Confirm validity of dates (LMP - accuracy, regularity, length. Dating scan?)
Confirm 1x fetus on USS, if twins - chorionicity?
Risk fx for polyhydramnios (diabetes, fetal anomalies/abnormal anatomy)
Fibroids?
BMI
- What features would you ask a sonographer to review when requesting an ultrasound scan?

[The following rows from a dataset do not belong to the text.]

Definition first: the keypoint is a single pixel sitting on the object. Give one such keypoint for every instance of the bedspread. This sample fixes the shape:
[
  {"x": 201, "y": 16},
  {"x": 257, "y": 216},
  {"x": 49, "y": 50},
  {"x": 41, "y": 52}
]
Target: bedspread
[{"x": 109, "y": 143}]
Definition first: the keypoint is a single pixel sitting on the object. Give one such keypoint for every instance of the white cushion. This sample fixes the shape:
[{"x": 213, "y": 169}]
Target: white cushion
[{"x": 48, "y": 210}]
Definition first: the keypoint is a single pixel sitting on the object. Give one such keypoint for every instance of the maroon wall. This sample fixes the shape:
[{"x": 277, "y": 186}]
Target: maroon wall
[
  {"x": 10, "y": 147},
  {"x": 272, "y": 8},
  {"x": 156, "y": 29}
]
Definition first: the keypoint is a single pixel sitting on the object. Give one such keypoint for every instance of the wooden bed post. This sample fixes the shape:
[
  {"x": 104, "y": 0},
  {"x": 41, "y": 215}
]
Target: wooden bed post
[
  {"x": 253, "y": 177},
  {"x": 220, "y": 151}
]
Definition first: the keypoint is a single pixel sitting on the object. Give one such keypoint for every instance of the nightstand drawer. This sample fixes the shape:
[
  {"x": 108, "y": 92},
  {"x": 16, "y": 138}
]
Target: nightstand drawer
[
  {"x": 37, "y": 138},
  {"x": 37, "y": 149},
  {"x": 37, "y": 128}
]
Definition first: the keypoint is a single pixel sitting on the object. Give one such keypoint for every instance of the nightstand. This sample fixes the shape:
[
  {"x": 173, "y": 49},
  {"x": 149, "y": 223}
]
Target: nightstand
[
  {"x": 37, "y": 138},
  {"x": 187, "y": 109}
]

Fetal anatomy, growth, doppler, liquor volume, placenta, pelvic pathology e.g. fibroids
- If a multiple pregnancy is diagnosed what are the implications (maternal and fetal) of this which will lead you to adjust your further follow up?
Maternal:
HTN, preeclampsia, gest diabetes, hyperemesis, physiological demand increased, anaemia, antenatal haemorrhage or PPH
risk of CS
Fetal: risk of IUGR, pre-term birth
twin-to-twin transfusion syndrome, breech, complex delivery (two fetuses)
Management:
Need to confirm chorionicity and amniocity
More frequent scanning may be required - e.g. SGA guidelines.
Monochoriconic - fortnightly from 16 weeks.